Evolution de la Corvette C6, la Z06 est maintenant équipée d'un terrifiant V8 de 7 litres de cylindrée (codé LS7) développant quelques 505 chevaux pour un poids réduit à 1420kg, malgré des roues et des freins énormes ! Il s'agit du moteur qui se rapproche du V8 ayant permis à Corvette de glaner des succès en courses d'endurance, et notamment aux 24 heures du Mans. Au démarrage, le V8 s'ébroue dans un grondement sourd en faisant vibrer toute la carrosserie avec lui. Les ingénieurs d'outre-Atlantique sont partis du V8 de 6 litres de la C6, appelé "small block" (une vision toute américaine des choses…), et l'ont réalésé à 7011 cm³. Le vilebrequin est maintenant en acier forgé; les bielles, les tiges et les ressorts de soupapes sont en titane, tout comme les soupapes d'admission. Celles d'échappement sont, quant à elles, refroidies au sodium. Le résultat est époustouflant : 505 chevaux à 6300 tours/minute, 637 Nm à 4800 tours/minute et une accélération de 0 à 100km/h. en 3,4 sec. ! L'échappement actif est doté de deux clapets qui s'ouvrent à pleine charge pour laisser un hurlement de type NASCAR s'échapper des 4 sorties. L'accélération est très physique, une simple pression sur l'accélérateur suffit en effet à dynamiter les 1'420kg de l'engin, en le catapultant droit vers l'horizon dans une clameur très "course", surtout passé les 5000 tours/minute. Malheureusement la bête n’est pas vraiment taillée pour les routes principales, elle est large et ses suspensions peinent à digérer les revêtements bosselés. En réalité son truc c’est les grands axes et les circuits où elle peut déchaîner sa puissance à loisir. Néanmoins, rageur et incroyablement vif dans les tours (au vu de la cylindrée), le V8 est également d'une souplesse peu commune (à 120 km/h et 1500 tours/min. en 6ème ce n’est pas désagréable). Capable de reprendre dès les régimes les plus bas, il offre une rondeur très appréciable en circulation urbaine. Une perle !

2008…
La version 2008 reçoit un habitacle en net progrès. Bien plus raffiné qu’auparavant, le cuir utilisé garnit agréablement les contre-portes, le tableau de bord et la console centrale. Cette dernière, toujours orientée vers le conducteur, bénéficie en outre d’un sympathique encadrement en carbone. Si le volant, ajustable en hauteur et en profondeur, apparaît un peu grand pour une sportive, les confortables sièges baquets se positionnent eux électriquement (à l’exception des dossiers, toujours manuels) et permettent de régler à votre guise lombaires et, chose rare, le maintien latéral. De quoi trouver à coup sûr une bonne position de conduite. Côté équipement de série, la C6 propose notamment un autoradio avec lecteur de CD compatible MP3 avec haut-parleurs Bose, une climatisation bi-zone automatique, l’affichage tête haute de la vitesse, des vitres et rétroviseurs électriques, un régulateur de vitesse, l’ouverture des portes main libre, le démarrage sans clé, le contrôle de la pression des pneus, des phares au xénon ou encore un toit amovible.

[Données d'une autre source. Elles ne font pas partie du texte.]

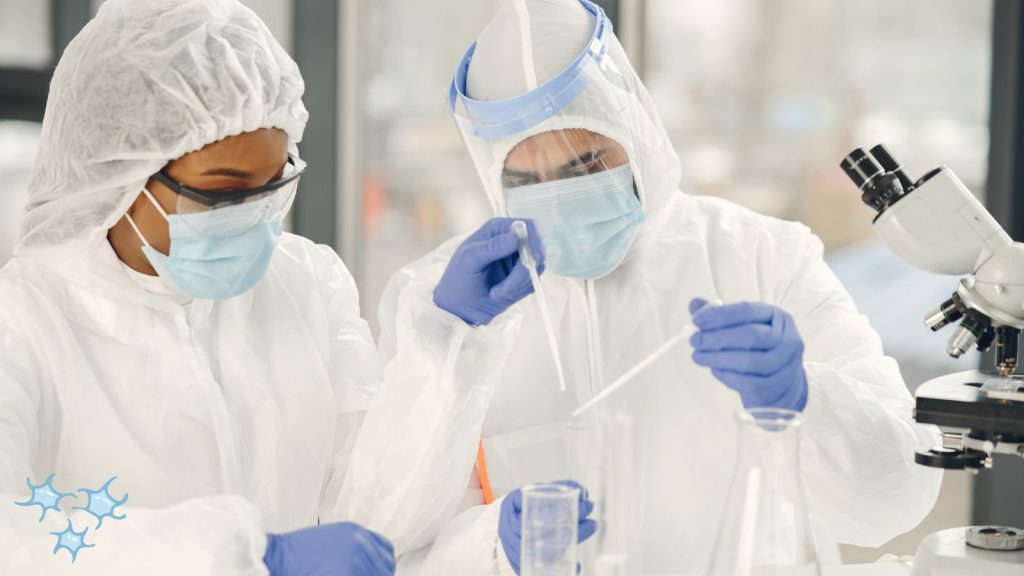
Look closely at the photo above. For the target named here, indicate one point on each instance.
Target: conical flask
(765, 529)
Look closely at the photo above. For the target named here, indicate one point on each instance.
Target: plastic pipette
(621, 381)
(519, 228)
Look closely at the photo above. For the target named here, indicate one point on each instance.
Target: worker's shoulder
(717, 219)
(297, 255)
(24, 288)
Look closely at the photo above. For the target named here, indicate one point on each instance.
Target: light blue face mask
(216, 254)
(587, 222)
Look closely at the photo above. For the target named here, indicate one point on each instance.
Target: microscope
(936, 224)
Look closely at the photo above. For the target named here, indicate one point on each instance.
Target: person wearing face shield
(158, 326)
(564, 134)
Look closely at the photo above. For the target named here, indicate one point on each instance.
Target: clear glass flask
(583, 462)
(765, 529)
(617, 526)
(550, 525)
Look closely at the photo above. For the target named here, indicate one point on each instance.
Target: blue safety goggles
(501, 118)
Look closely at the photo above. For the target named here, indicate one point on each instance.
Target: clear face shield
(553, 156)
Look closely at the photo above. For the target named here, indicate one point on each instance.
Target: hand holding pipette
(526, 258)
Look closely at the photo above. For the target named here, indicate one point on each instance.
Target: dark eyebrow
(229, 172)
(517, 174)
(236, 173)
(587, 158)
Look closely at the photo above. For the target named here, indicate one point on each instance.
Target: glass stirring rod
(519, 228)
(626, 378)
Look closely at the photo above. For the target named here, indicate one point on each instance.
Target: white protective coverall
(221, 420)
(858, 434)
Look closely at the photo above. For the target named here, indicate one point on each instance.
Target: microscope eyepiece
(880, 189)
(889, 164)
(860, 167)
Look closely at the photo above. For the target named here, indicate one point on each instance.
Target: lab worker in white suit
(208, 377)
(564, 134)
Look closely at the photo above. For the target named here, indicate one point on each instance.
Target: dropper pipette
(519, 228)
(621, 381)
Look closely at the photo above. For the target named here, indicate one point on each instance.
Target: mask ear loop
(132, 220)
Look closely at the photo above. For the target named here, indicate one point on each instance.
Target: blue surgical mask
(587, 223)
(216, 254)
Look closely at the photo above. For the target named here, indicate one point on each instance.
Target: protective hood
(143, 83)
(554, 65)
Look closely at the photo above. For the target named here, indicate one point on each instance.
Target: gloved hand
(484, 277)
(510, 523)
(755, 350)
(330, 549)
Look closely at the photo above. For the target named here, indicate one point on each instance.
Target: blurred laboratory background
(762, 99)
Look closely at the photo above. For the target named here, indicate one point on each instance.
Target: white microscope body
(936, 224)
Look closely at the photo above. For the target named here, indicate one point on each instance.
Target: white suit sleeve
(859, 436)
(416, 450)
(209, 536)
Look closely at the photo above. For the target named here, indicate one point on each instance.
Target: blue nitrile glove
(510, 522)
(755, 350)
(330, 549)
(484, 277)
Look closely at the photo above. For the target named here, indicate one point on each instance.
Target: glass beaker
(765, 529)
(550, 524)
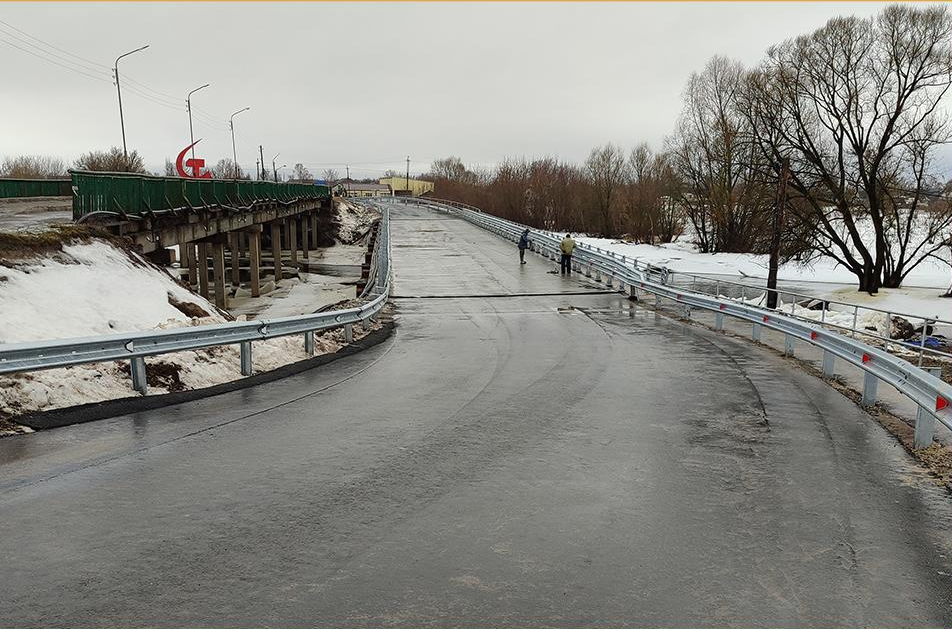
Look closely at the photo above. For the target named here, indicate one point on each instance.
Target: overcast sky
(370, 83)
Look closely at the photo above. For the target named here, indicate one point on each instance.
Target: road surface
(526, 450)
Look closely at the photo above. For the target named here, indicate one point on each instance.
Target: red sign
(195, 164)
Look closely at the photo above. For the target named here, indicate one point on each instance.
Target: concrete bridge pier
(254, 256)
(218, 266)
(276, 248)
(292, 240)
(202, 269)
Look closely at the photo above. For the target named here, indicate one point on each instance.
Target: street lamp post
(188, 106)
(122, 122)
(234, 149)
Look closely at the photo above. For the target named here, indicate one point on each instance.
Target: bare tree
(33, 167)
(728, 192)
(607, 172)
(855, 107)
(652, 211)
(112, 160)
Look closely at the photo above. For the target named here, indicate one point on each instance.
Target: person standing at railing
(523, 245)
(567, 247)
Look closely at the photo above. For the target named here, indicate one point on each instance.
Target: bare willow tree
(113, 160)
(856, 107)
(33, 167)
(726, 195)
(652, 210)
(607, 171)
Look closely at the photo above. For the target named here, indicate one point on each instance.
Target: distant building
(416, 187)
(355, 189)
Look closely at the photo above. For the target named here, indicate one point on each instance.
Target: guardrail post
(246, 367)
(925, 420)
(828, 360)
(788, 342)
(870, 382)
(137, 369)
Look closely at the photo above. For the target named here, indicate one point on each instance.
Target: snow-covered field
(920, 294)
(95, 288)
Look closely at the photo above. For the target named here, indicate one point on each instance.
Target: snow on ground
(88, 289)
(355, 219)
(94, 288)
(681, 257)
(295, 296)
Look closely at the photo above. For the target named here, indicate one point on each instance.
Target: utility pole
(122, 122)
(234, 149)
(188, 106)
(777, 227)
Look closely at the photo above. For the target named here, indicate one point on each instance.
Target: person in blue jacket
(523, 245)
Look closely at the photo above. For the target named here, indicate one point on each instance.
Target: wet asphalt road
(548, 459)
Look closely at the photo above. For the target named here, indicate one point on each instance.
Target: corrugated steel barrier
(135, 196)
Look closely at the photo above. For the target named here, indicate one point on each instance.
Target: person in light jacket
(523, 245)
(568, 247)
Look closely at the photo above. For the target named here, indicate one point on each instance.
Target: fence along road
(517, 454)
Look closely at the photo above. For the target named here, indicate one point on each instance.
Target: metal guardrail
(135, 347)
(932, 396)
(135, 195)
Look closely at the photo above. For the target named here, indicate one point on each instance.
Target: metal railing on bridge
(131, 195)
(135, 347)
(932, 396)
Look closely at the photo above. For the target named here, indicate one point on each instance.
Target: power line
(78, 70)
(96, 65)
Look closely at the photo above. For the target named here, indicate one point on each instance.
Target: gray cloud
(369, 83)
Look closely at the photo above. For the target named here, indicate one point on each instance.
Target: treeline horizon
(854, 109)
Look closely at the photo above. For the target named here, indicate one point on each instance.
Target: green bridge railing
(15, 188)
(133, 195)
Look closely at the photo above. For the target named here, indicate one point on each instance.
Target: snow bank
(355, 219)
(94, 289)
(86, 290)
(681, 257)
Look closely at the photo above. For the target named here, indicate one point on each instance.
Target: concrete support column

La cylindrée du moteur, codé « LS3 » passe à 6,2 l. avec 437 ch. Ce dernier est à la fois plus gros et plus puissant que le précédent 6.0 de 404 ch. Grâce à un alésage plus généreux et à l’utilisation de nouveaux pistons, il gagne en nervosité et en performances à hauts-régimes. En chiffres, cela se traduit par un couple de 586 Nm, 306 km/h en vitesse de pointe et surtout à peine 4,4s pour passer de 0 à 100 km/h, avec la boîte manuelle à 6 rapports. Malgré la persistance de quelques petits défauts d’intérieur, lorsqu’on écrase la pédale d’accélérateur, entre le couple de camion et les chevaux en pagaille, la poussée est phénoménale.

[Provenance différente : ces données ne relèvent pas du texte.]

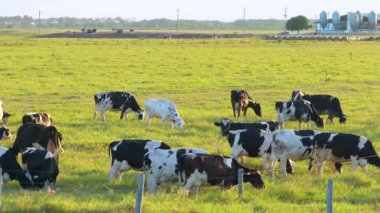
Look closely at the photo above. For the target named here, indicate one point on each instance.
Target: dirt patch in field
(146, 35)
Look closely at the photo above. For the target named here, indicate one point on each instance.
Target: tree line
(126, 23)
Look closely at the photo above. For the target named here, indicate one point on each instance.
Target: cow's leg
(102, 115)
(289, 167)
(283, 160)
(338, 167)
(152, 183)
(96, 114)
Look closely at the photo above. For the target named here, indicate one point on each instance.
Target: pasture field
(60, 76)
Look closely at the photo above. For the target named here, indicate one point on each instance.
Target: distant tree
(297, 23)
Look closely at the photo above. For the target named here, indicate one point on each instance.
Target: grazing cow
(161, 165)
(241, 101)
(339, 147)
(198, 169)
(5, 118)
(11, 169)
(116, 101)
(38, 136)
(163, 109)
(43, 168)
(323, 104)
(129, 154)
(5, 133)
(290, 144)
(227, 125)
(37, 118)
(300, 110)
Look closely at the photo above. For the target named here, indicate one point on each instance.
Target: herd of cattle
(39, 143)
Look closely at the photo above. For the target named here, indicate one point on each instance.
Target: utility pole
(285, 16)
(177, 19)
(244, 20)
(39, 21)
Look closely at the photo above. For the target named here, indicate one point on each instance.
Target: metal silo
(323, 19)
(336, 19)
(372, 20)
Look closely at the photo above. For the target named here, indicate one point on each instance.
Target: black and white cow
(161, 165)
(164, 109)
(340, 147)
(38, 136)
(323, 104)
(300, 110)
(43, 168)
(241, 101)
(37, 118)
(5, 118)
(11, 169)
(227, 125)
(290, 144)
(116, 101)
(5, 133)
(200, 169)
(129, 154)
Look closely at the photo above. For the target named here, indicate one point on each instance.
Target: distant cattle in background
(129, 154)
(5, 133)
(241, 101)
(43, 168)
(200, 169)
(161, 165)
(116, 101)
(324, 105)
(38, 118)
(11, 169)
(163, 109)
(290, 144)
(38, 136)
(299, 110)
(4, 115)
(340, 147)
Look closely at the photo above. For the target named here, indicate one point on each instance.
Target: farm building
(351, 22)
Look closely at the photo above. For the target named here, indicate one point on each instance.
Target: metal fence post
(330, 196)
(1, 186)
(139, 194)
(240, 181)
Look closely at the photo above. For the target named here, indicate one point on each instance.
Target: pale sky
(222, 10)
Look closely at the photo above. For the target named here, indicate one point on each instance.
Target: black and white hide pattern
(11, 169)
(43, 168)
(129, 154)
(300, 110)
(162, 165)
(5, 133)
(323, 104)
(201, 169)
(341, 147)
(116, 101)
(291, 144)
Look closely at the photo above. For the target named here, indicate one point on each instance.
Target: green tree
(297, 23)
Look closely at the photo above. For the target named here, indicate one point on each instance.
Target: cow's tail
(373, 158)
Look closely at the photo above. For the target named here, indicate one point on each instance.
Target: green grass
(60, 76)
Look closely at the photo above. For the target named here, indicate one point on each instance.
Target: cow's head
(179, 122)
(254, 177)
(5, 133)
(224, 126)
(6, 115)
(256, 107)
(297, 95)
(342, 119)
(140, 114)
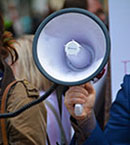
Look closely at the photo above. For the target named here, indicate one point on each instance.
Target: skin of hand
(83, 94)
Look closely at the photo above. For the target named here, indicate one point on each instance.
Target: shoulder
(20, 94)
(23, 87)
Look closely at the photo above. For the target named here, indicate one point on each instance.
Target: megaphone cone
(71, 46)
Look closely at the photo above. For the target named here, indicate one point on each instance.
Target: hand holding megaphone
(80, 97)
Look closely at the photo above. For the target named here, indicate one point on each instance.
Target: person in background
(58, 119)
(29, 127)
(87, 131)
(94, 6)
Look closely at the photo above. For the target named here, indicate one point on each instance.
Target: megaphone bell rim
(48, 19)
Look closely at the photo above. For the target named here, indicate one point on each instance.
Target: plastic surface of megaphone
(71, 47)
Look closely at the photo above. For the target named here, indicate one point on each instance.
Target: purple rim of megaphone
(48, 19)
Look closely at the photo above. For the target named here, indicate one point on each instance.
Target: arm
(87, 131)
(28, 127)
(118, 128)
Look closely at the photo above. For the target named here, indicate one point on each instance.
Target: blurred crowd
(23, 17)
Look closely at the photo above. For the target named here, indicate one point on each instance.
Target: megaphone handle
(78, 109)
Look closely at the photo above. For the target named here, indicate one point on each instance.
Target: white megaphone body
(71, 47)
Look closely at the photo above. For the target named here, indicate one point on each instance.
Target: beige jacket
(29, 127)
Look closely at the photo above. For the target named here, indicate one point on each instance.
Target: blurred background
(24, 16)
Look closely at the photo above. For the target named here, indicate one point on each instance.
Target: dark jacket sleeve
(117, 130)
(96, 138)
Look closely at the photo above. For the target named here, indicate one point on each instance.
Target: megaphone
(71, 47)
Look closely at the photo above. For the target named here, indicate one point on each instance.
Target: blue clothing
(117, 131)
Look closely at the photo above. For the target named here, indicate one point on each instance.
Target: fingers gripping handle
(78, 109)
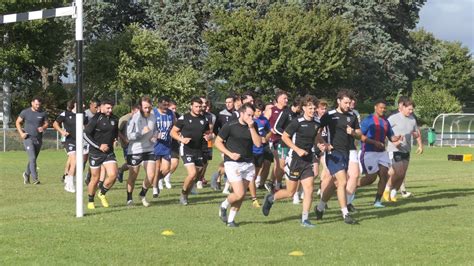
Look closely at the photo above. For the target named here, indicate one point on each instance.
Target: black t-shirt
(101, 129)
(337, 124)
(238, 139)
(193, 127)
(68, 121)
(303, 134)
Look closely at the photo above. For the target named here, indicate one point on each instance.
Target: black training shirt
(193, 127)
(101, 129)
(303, 134)
(337, 124)
(238, 139)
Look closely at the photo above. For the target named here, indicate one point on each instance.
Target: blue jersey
(164, 123)
(376, 128)
(263, 128)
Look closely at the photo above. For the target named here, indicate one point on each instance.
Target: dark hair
(70, 105)
(244, 107)
(107, 101)
(37, 98)
(280, 93)
(379, 101)
(307, 99)
(345, 93)
(259, 105)
(196, 99)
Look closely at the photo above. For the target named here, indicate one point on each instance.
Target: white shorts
(370, 161)
(354, 156)
(238, 171)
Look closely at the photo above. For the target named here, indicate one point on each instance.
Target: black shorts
(298, 169)
(137, 159)
(401, 156)
(96, 159)
(195, 158)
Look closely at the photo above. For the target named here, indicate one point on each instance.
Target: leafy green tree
(288, 48)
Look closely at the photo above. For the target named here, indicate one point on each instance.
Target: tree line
(190, 48)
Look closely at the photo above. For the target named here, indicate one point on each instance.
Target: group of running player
(250, 135)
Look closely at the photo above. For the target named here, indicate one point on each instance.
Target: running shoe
(267, 204)
(145, 202)
(26, 178)
(255, 204)
(103, 200)
(223, 214)
(232, 224)
(349, 220)
(351, 208)
(378, 204)
(319, 214)
(307, 224)
(90, 205)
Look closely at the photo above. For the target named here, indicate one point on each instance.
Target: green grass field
(38, 224)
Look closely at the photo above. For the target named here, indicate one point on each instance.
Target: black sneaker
(223, 214)
(232, 224)
(267, 204)
(319, 214)
(351, 208)
(349, 220)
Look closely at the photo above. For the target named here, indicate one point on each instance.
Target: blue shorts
(336, 161)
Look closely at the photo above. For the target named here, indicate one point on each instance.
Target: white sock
(321, 205)
(304, 216)
(225, 204)
(393, 193)
(344, 212)
(231, 216)
(167, 177)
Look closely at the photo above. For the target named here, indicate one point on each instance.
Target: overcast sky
(450, 20)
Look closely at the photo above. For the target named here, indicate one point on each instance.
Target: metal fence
(10, 140)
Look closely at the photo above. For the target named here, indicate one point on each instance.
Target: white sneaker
(199, 185)
(145, 202)
(167, 184)
(296, 198)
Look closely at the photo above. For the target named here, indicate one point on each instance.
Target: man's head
(344, 98)
(407, 107)
(379, 107)
(145, 106)
(281, 99)
(246, 112)
(163, 103)
(94, 106)
(229, 103)
(196, 104)
(308, 104)
(106, 107)
(36, 103)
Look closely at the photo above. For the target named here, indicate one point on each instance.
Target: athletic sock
(304, 216)
(393, 193)
(344, 212)
(321, 205)
(143, 192)
(225, 204)
(231, 216)
(103, 189)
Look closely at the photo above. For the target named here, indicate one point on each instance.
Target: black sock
(103, 189)
(378, 197)
(143, 192)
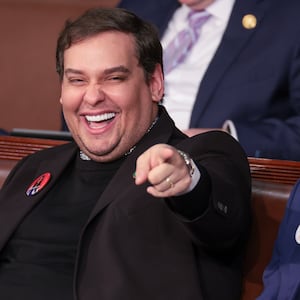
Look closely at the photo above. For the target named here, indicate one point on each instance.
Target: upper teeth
(99, 118)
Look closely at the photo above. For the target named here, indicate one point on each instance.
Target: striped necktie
(178, 49)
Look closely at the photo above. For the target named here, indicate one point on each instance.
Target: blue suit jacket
(282, 275)
(254, 77)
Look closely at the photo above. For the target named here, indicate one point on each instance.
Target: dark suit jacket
(133, 246)
(254, 77)
(282, 275)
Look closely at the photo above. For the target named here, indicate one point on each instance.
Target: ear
(157, 84)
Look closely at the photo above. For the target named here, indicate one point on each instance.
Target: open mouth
(99, 121)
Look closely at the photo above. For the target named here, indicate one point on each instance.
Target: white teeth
(99, 118)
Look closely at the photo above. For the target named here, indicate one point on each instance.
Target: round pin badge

La toute dernière de 2009, Grand Sport pour les nostalgiques, offre encore un pedigree indiscutable. Changement de nom, effet de crise ?, on revient donc à l’ancien patronyme, Chevrolet Corvette, synonyme de retour aux valeurs originelles. Ainsi donc, la version Grand Sport déboule en Europe et se met en valeur via ses caractéristiques à faire frémir les concurrentes européennes ! Elle sera disponible avec un toit amovible et en version cabriolet. Le V8 qui rugit férocement sous le capot est repris de la variante LS3. Tout « small block » qu’il est, il affiche une cylindrée de 6,2 l. pour une puissance de 437 ch. et un couple de 575 Nm ! De quoi abattre le 0 à 100 km/h en 4,4 secondes ! En version coupé et doté de la boîte manuelle, cette Corvette s’équipe d’un équipement « spécial circuit », à savoir d’un carter sec, d’un refroidisseur de différentiel ainsi que d’une batterie montée à l’arrière. Une boîte automatique à 6 rapports et à palettes au volant est également disponible. La Grand Sport est équipée d’ailes avant et arrière plus larges, de boucliers aérés, d’un grand spoiler arrière, des freins de la Z06, d’une monte pneumatique plutôt généreuse (325/30ZR19 à l’arrière !)… Pour les nostalgiques des Corvette de la grande époque, Chevrolet propose un pack « Heritage », qui habille la Grand Sport de doubles bandes diagonales barrant les ailes avant en quatre couleurs. On note également les « galons » ainsi que les sièges bitons arborant le logo « Grand Sport ».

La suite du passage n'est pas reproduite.